Everyone follows all of the unspoken steam room rules. I am pleased. The only interaction is with the woman. When the furnace/steam comes back on, it makes a sound like a gunshot. The woman jumps and we make eye contact and laugh. The only movement is light calisthenics from, surprisingly, everyone in the room. This is acceptable, non obtrusive, movement.
Everyone leaves except the first man who came in after me. “Oh, it’s game on now, random other guy in steam room!” I decide it’s a survivor-esque outlast challenge where whoever leaves first loses. I, of course, win out. 
Time: 23 minutes. 

June 25: Sauna


A smaller room than I’m used to. Three men inside. One man, about 55, sits on the floor, instead of the seats, with his feet on the ground and knees by his face. He is extremely sweaty. 
Everyone ignores me and I ignore everyone. 
There is no conversation other than an acceptable, brief, goodbye chat where I learn the man on the floor goes to the gym at 5am most days. Leaves to do some things, then returns. This is his routine. Maybe he is retired or someone who works on the computer and can make his own hours.  
Another man, in his 50s, enters and  places two paper towels down on the seat next to me before sitting down. He is acceptably far away from me, but still a bit too close. 
Time: 11 minutes. 

What it's about

I’m a yoga instructor. I’m at the gym a lot. They pay me to be there. It’s awesome. I get free towels!
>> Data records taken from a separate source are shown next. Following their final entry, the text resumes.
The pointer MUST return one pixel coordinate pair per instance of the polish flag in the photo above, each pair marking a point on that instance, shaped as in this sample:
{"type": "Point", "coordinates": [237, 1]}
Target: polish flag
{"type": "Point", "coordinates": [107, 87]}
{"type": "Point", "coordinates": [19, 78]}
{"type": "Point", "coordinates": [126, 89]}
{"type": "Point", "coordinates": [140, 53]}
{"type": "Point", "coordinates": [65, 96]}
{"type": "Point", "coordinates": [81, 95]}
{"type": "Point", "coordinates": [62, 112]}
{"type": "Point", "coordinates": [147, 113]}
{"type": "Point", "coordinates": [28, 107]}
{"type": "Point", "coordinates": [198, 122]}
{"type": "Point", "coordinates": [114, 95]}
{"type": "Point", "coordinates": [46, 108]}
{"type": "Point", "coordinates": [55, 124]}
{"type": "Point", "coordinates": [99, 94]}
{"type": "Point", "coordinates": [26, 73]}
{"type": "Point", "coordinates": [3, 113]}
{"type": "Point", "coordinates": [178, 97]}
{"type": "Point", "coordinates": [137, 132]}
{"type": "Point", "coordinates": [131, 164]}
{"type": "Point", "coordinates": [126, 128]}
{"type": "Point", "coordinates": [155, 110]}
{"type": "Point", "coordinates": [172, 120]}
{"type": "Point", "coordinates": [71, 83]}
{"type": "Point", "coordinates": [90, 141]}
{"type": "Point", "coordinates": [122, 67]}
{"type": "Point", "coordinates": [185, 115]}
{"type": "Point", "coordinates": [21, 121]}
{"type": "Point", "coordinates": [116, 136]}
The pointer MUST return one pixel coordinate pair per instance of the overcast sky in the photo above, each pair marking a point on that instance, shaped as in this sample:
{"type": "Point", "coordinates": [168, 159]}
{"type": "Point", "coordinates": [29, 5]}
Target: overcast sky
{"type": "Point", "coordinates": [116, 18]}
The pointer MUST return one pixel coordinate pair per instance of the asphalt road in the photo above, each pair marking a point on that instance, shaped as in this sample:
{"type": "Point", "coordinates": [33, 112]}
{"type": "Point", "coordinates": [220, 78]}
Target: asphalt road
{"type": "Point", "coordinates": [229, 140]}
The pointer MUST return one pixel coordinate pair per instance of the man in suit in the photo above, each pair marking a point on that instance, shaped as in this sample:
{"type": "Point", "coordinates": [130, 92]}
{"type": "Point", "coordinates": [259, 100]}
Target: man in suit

After yoga, I sit in the gym’s Coed steam room or sauna. It’s like Bikram yoga except no one’s yelling at me, I can drink water whenever I want, and no one claps for me. Usually. 

The Unspoken Sauna Rules

(that piss me off when broken):

1) Don’t hit on anyone in the Sauna

2) Don’t wait outside of the Sauna to hit on anyone

3) No singing. 

4) No talking. 

5) No staring.

6) No excessive, disruptive movements

7) Sit as far apart as the space allows 

8) No exfoliating or extreme shedding 

This tumblr recounts my day-to-day sauna experiences. Some days will be uneventful with everyone following these unspoken rules, and some days will be more interesting.